Brenda Hofknecht was 8 years old when she signed up to play baseball with the Pawtucket Slaterettes. She came back every spring after that until she was 17.
“After you turned 17, you couldn’t play any more,” she recalled. “It broke my heart because I loved it.”
Now 33, the Pawtucket native is back on the field, playing her favorite position, third base, and wearing the her old number on the back of her T-shirt — 1.
Her two daughters — 5-year-old McKenzie is in the instructional division and 8-year-old Shelby is in the minor division — also wear T-shirts with the number 1 on the back.
And, lucky for Hofknecht, the league now offers adult women the opportunity to play baseball.
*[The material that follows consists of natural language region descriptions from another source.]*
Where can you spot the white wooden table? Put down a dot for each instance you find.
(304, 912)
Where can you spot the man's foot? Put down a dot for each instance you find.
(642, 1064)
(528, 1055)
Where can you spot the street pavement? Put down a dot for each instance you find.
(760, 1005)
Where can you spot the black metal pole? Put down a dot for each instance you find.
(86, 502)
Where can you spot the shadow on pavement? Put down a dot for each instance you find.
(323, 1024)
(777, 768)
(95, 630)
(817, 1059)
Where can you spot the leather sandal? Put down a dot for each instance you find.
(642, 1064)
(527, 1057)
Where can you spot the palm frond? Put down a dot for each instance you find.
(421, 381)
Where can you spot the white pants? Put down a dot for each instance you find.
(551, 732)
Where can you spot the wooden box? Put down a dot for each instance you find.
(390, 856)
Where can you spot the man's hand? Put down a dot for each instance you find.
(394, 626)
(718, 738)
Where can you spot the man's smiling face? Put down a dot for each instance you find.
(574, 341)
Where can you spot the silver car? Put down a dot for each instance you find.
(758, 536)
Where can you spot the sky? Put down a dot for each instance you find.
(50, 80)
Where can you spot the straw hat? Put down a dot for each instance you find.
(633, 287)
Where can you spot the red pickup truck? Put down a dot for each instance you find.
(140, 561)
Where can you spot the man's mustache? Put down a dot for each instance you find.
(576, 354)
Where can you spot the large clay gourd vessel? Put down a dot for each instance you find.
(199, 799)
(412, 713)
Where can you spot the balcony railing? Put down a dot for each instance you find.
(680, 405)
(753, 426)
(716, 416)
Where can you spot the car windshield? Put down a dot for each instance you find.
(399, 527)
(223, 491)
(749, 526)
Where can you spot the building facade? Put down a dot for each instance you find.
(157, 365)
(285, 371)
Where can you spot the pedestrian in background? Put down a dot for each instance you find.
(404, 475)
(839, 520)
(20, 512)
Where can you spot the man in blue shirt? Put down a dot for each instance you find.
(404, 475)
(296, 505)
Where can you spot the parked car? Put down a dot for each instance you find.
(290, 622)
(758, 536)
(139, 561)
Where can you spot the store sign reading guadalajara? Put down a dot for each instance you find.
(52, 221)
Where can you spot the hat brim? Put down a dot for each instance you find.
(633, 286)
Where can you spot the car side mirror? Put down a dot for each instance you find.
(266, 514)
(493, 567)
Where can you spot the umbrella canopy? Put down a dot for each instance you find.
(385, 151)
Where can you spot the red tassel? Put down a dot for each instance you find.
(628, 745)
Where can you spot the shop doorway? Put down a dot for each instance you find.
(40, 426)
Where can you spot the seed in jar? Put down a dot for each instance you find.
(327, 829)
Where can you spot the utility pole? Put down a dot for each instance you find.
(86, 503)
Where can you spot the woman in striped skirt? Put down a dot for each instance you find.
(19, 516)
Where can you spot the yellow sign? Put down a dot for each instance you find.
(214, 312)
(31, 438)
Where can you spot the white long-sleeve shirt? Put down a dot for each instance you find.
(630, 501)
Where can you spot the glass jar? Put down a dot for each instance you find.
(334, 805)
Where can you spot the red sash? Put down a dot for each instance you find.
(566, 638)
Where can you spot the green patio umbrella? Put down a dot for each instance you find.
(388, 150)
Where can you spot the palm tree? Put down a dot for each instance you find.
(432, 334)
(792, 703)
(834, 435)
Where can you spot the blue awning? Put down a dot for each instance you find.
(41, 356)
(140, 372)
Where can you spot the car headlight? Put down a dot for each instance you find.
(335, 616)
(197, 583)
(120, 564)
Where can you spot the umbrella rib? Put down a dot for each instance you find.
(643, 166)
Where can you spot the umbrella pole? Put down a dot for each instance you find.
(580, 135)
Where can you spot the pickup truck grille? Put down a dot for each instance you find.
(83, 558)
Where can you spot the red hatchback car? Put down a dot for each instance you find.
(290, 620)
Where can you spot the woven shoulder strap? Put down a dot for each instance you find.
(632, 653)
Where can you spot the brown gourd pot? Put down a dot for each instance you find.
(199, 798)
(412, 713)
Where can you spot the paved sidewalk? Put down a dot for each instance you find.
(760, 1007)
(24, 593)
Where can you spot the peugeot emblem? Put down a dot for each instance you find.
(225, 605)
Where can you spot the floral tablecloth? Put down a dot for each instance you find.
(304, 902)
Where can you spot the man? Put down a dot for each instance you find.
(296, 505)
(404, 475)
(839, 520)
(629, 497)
The major division is open to women ages 14 to 70.
Once Hofknecht found out she could return and play, there was no keeping her off the field, she said, adding that her batting, catching and throwing skills “are better than ever.”
Hofknecht’s mom, Kathy Doucette, of Pawtucket, will watch from the sidelines just as she did years ago.
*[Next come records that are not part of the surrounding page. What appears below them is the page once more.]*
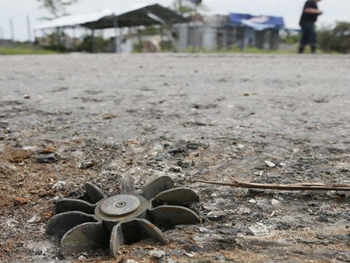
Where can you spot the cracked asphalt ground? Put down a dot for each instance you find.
(254, 118)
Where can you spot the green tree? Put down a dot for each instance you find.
(56, 8)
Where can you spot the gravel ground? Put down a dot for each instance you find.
(272, 119)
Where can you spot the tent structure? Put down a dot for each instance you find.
(145, 16)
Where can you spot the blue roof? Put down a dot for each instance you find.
(256, 22)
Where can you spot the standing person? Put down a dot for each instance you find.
(307, 24)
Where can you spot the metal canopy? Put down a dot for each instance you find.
(145, 16)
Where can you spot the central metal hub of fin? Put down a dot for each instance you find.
(119, 205)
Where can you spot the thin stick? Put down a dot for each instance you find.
(289, 187)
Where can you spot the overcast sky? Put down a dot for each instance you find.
(20, 11)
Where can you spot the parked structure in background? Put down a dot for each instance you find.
(227, 32)
(169, 29)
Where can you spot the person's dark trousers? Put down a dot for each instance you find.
(308, 37)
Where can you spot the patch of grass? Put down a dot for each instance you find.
(23, 51)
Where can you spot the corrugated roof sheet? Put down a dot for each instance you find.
(147, 15)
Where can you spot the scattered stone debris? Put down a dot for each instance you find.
(100, 119)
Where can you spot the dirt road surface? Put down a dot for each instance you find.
(257, 118)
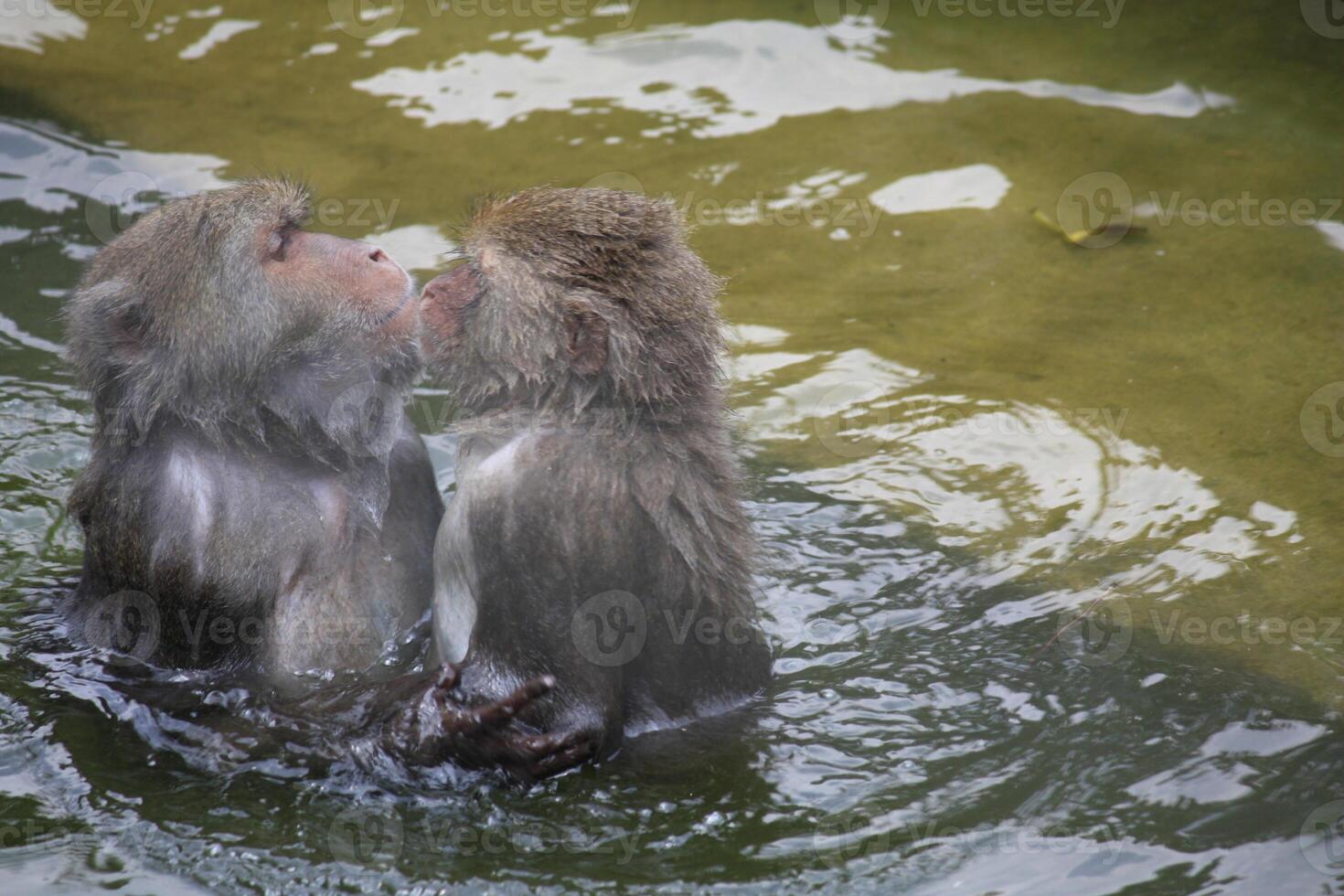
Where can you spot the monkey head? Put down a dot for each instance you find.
(219, 306)
(574, 298)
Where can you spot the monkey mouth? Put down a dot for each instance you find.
(392, 315)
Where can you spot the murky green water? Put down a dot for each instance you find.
(964, 432)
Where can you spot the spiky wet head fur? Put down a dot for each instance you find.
(581, 298)
(175, 321)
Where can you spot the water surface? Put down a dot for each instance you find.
(964, 432)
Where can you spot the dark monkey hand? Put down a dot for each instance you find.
(437, 727)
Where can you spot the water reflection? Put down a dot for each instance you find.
(1037, 495)
(712, 80)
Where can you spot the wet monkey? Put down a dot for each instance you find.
(597, 532)
(240, 512)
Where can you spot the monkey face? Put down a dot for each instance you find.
(575, 298)
(315, 271)
(443, 306)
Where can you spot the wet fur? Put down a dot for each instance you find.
(594, 457)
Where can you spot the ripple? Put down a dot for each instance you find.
(714, 80)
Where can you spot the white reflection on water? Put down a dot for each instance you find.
(1034, 493)
(415, 246)
(26, 26)
(1212, 775)
(54, 172)
(715, 80)
(969, 187)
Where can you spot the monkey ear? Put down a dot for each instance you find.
(588, 335)
(126, 329)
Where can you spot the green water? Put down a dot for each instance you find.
(964, 432)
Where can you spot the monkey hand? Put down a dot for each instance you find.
(438, 727)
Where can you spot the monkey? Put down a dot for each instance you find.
(597, 531)
(257, 503)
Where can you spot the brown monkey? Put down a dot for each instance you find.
(243, 511)
(597, 531)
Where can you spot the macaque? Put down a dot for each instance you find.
(257, 503)
(597, 532)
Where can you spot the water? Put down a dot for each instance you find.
(964, 432)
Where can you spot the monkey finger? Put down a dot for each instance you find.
(502, 712)
(446, 678)
(563, 759)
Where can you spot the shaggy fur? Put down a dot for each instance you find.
(228, 483)
(585, 344)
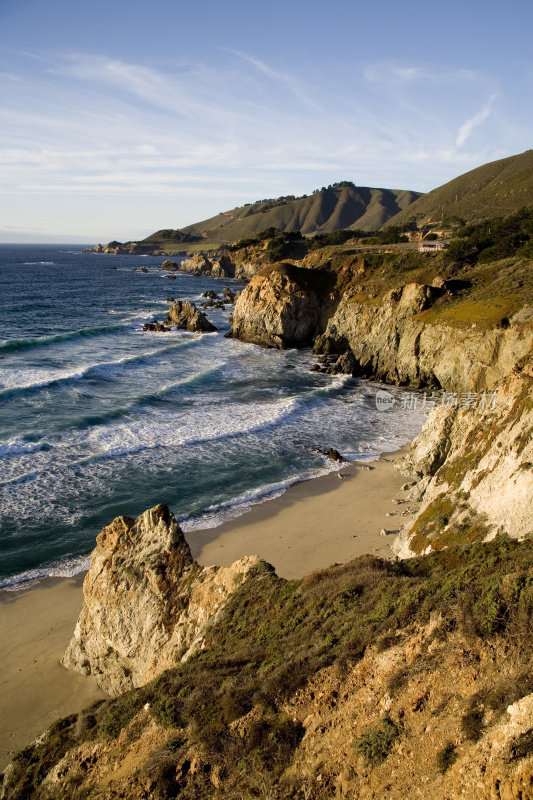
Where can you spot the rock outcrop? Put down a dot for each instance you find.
(391, 342)
(201, 264)
(169, 265)
(184, 315)
(147, 603)
(474, 470)
(282, 306)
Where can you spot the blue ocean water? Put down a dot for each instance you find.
(98, 418)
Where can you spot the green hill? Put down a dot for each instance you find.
(342, 205)
(495, 189)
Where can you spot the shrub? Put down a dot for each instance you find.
(446, 757)
(375, 745)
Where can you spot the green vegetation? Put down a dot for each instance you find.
(501, 187)
(278, 245)
(274, 635)
(493, 239)
(339, 206)
(375, 745)
(446, 757)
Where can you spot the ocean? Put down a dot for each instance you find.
(98, 418)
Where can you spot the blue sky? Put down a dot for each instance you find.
(118, 118)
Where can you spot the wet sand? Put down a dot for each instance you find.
(312, 525)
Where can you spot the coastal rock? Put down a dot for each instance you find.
(156, 326)
(184, 315)
(147, 603)
(281, 307)
(332, 454)
(391, 342)
(201, 264)
(228, 295)
(474, 470)
(169, 265)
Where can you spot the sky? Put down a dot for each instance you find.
(118, 118)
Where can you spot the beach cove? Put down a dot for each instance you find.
(312, 525)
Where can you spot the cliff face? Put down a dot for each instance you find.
(474, 470)
(147, 603)
(282, 306)
(391, 342)
(473, 462)
(336, 686)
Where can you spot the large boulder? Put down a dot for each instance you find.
(147, 603)
(281, 307)
(184, 315)
(169, 265)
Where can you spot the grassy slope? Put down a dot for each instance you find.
(500, 187)
(330, 209)
(273, 637)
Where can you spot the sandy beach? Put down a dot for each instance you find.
(311, 526)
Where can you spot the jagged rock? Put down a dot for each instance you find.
(201, 264)
(159, 327)
(474, 470)
(184, 315)
(147, 603)
(346, 364)
(281, 307)
(229, 295)
(169, 265)
(332, 454)
(392, 343)
(213, 304)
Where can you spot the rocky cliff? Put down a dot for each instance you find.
(336, 686)
(462, 337)
(282, 306)
(474, 470)
(147, 603)
(391, 341)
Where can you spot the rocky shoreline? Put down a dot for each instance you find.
(228, 678)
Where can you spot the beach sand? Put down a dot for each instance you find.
(312, 525)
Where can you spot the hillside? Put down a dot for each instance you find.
(341, 205)
(337, 685)
(500, 187)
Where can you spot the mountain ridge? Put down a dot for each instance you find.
(340, 205)
(497, 188)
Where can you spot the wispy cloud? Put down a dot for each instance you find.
(292, 83)
(467, 127)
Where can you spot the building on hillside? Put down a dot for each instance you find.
(432, 247)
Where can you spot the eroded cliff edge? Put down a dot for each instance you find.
(147, 603)
(465, 335)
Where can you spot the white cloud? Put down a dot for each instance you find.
(473, 122)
“Oh, my God. I was the baseball mom. I had the whole team practicing in my backyard and sleeping overnight in my house,” she recalled recently as she watched her granddaughters play an exhibition game at McCarthy Complex at 1 Moeller Place in Pawtucket.
“Back then there was no concession stand, so I always brought a 30-gallon cooler with Kool-Aid for everyone. Now, they have a concession stand,” she said. So, instead of drinks, she plans to bring lollipops for the girls and the women players.
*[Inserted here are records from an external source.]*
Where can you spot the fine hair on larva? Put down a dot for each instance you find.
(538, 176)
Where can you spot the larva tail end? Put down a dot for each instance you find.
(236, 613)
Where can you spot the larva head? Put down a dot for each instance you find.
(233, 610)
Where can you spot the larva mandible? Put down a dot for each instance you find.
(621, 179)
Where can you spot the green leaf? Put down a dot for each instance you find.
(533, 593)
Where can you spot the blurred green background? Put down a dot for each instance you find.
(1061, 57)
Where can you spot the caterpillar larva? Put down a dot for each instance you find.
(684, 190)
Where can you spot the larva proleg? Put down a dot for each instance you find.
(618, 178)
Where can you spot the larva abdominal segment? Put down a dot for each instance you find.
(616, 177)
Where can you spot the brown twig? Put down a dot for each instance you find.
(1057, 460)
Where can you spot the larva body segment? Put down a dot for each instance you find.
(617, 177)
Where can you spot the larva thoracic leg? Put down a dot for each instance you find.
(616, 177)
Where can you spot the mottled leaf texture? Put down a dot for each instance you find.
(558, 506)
This season — opening day was Saturday — the Pawtucket Slaterettes baseball league celebrates its 30th year. Originally it was called the Darlington Pioneers, a hardball league for girls ages 10 to 16.
“As far as we are aware of, the Pawtucket-based league is home to the only all-girls and women’s baseball in the USA,” league spokesman Steven Janelle said. The league accepts players from Pawtucket and surrounding towns, including Southeastern Massachusetts.
According to league officials, the purpose of the league is to perpetuate and extend the knowledge of baseball and implant the ideas of sportsmanship.
No one had to encourage Lyndsey Barbehenn, 12, to cheer.
“Yeah, Anna!” she screamed at the top of her lungs as Anna Stone, of Pawtucket, hit a curve ball and ran to first base.
“I’m trying to cheer everybody on,” the Rehoboth, Mass., resident said.
The league consists of four divisions: instructional, for ages 5 through 7; minor, ages 8 through 10; junior, ages 11 through 13; and major, 14 and older. The oldest player to sign up so far is 55-year-old Ann Salisbury, of Rehoboth.
“I just retired after working 34 years at the Seekonk post office and I thought [baseball] might be interesting to do,” she said.
After one night of practice last Thursday, Salisbury had this to say: “It’s good exercise. That’s for sure.”